While new entrants to Bitcoin markets have been panic selling at a loss, the recent market slide has not vexed the old hands.

Heavy selling in response to hints from Elon Musk that Tesla may soon sell its BTC stash saw Bitcoin prices tumble to their lowest levels in 20 weeks as the markets found support near $42,000 on Monday, May 17.

According to on-chain analytics provider, Glassnode, the crash predominantly saw newer traders exiting from their positions at a loss while long-term hodlers stood their ground.

Glassnoded noted Bitcoin’s adjusted Spent Output Profit Ratio (aSOPR), a metric that shows whether BTC was in profit or at a loss when it was last transacted on-chain, fell below 1.0 amid the dip. An aSOPR of less than 1.0 indicates aggregate losses have been realized on-chain and are most pronounced in short-term holders (coins younger than 155-days) — traders that purchased during the 2021 bull market.

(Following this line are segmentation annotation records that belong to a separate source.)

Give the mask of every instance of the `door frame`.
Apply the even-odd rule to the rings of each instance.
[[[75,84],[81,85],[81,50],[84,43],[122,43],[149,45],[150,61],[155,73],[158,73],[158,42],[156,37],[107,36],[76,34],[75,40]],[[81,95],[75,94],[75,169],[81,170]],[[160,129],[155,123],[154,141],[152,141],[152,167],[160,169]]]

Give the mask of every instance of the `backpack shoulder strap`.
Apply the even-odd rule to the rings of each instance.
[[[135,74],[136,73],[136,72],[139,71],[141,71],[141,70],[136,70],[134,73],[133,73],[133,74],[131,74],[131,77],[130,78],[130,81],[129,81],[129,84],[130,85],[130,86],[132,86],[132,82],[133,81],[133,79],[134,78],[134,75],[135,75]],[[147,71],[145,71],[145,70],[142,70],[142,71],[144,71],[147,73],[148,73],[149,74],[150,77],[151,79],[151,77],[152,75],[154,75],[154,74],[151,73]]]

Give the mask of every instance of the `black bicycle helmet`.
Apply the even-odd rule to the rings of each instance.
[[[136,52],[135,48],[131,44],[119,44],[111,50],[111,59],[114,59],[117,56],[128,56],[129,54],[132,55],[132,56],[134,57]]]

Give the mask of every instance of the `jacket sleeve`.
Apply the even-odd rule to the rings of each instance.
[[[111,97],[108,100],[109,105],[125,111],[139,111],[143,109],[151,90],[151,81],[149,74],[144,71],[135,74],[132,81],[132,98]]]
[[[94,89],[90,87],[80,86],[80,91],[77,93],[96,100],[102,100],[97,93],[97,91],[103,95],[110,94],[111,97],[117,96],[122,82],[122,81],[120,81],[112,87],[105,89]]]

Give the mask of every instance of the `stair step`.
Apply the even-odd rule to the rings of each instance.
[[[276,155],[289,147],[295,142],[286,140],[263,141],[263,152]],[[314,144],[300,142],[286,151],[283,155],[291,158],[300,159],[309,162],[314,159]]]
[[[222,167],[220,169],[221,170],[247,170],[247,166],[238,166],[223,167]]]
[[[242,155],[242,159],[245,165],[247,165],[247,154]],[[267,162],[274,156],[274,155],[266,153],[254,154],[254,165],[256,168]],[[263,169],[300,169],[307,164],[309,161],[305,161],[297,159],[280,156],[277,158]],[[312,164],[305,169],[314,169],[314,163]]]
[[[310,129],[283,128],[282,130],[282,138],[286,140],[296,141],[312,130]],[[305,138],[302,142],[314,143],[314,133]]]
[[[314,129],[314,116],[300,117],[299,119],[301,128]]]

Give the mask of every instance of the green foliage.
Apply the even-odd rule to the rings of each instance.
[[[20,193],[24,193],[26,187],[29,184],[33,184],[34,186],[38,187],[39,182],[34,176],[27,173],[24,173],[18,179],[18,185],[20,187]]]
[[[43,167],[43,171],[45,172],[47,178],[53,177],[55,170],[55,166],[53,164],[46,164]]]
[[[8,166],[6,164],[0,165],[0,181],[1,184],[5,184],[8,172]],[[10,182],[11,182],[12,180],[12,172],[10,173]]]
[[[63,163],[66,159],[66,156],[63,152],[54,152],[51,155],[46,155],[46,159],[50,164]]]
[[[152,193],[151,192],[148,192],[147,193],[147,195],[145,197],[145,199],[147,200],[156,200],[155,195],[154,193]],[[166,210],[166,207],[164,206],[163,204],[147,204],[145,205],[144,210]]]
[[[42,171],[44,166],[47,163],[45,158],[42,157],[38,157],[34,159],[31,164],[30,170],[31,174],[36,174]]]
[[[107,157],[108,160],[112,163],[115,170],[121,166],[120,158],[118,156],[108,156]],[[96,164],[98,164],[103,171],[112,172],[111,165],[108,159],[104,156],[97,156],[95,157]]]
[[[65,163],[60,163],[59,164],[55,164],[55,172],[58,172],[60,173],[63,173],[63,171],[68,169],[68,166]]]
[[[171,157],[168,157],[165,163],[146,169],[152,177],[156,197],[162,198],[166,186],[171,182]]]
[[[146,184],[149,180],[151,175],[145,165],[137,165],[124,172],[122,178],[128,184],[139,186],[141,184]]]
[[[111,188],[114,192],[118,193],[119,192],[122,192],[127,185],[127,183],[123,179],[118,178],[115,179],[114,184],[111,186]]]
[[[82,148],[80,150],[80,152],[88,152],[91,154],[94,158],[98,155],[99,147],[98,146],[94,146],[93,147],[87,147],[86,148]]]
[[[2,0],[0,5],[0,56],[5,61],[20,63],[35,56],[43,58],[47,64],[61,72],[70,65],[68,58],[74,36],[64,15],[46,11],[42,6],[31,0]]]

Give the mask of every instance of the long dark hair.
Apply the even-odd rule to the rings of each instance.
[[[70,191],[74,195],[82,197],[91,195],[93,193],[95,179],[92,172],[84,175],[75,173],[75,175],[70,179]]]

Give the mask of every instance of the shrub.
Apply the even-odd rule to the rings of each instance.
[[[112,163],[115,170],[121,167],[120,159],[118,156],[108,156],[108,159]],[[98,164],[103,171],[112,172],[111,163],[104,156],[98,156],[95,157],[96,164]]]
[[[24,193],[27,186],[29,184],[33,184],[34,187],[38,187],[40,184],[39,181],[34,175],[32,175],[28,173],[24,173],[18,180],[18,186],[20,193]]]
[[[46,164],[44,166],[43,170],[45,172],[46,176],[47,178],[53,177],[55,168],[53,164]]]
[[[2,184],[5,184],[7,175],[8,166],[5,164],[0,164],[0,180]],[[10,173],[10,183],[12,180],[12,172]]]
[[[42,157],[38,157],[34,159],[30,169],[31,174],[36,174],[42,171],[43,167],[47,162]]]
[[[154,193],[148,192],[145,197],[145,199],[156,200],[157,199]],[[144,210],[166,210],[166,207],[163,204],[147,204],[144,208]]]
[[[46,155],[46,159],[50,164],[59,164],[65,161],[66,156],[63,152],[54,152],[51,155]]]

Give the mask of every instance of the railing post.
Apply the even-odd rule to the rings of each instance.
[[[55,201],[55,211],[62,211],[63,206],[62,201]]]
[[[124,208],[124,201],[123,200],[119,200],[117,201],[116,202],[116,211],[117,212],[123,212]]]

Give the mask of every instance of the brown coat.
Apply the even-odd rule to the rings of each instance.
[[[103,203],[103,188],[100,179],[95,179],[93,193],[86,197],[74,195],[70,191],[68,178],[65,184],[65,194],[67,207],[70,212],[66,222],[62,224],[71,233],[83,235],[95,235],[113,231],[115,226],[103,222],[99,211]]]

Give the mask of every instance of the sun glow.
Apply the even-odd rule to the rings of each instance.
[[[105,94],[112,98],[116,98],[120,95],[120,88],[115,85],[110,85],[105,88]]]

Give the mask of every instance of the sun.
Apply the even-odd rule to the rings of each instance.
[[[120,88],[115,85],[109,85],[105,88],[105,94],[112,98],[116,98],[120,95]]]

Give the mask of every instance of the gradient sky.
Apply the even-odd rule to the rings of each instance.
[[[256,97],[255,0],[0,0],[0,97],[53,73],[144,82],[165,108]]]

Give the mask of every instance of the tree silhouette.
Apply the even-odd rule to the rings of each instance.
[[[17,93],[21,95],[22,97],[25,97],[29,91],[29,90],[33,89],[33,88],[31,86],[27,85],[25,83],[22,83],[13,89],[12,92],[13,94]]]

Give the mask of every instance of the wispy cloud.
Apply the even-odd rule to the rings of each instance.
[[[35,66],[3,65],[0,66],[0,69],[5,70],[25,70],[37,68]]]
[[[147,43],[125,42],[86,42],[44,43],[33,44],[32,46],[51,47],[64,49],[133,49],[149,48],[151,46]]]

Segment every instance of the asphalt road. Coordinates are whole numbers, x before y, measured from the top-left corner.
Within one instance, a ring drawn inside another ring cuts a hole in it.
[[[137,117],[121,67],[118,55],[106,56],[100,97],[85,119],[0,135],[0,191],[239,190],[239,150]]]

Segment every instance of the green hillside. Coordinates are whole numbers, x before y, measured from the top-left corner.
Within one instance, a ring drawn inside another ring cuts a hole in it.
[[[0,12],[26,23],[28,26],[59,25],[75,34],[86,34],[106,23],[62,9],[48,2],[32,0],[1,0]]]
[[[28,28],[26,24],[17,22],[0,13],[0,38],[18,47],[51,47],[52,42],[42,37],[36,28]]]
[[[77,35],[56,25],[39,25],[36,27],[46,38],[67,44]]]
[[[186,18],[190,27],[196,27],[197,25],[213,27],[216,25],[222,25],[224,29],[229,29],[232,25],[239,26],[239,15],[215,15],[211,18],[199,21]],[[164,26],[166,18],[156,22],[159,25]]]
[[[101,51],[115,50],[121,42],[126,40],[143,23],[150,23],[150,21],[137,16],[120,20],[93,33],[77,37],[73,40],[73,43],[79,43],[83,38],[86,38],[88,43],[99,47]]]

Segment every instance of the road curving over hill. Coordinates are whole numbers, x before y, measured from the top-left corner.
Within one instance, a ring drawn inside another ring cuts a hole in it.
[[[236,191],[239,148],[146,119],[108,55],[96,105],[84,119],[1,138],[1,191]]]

The total number of addresses holding a non-zero BTC balance has also retreated by 2.8% from its recent all-time high of 38.7 million as more than one million traders liquidated their positions. Glassnode stated:

“A total of 1.1M addresses have spent all coins they held during this correction, again providing evidence that panic selling is currently underway.”

Glassnode asserted the volatility in the share of supply represented by short-term holders is indicative of panic selling, noting the similarity between recent patterns in supply distribution and those observed amid the macro peak of the 2017 bull season. Markets usually find a macro peak when new holders hold a relatively large portion of the total supply.

Bitcoin total supply held by short term holders: Glassnode

Coins held by short-term holders recently hit a peak of 28% of the circulating supply or around 5.3 million BTC.

Glassnode estimates Bitcoin has shed more than 28% since tagging an all-time high of $63,600 on April 13. The retracement is the deepest correction of the current bull market.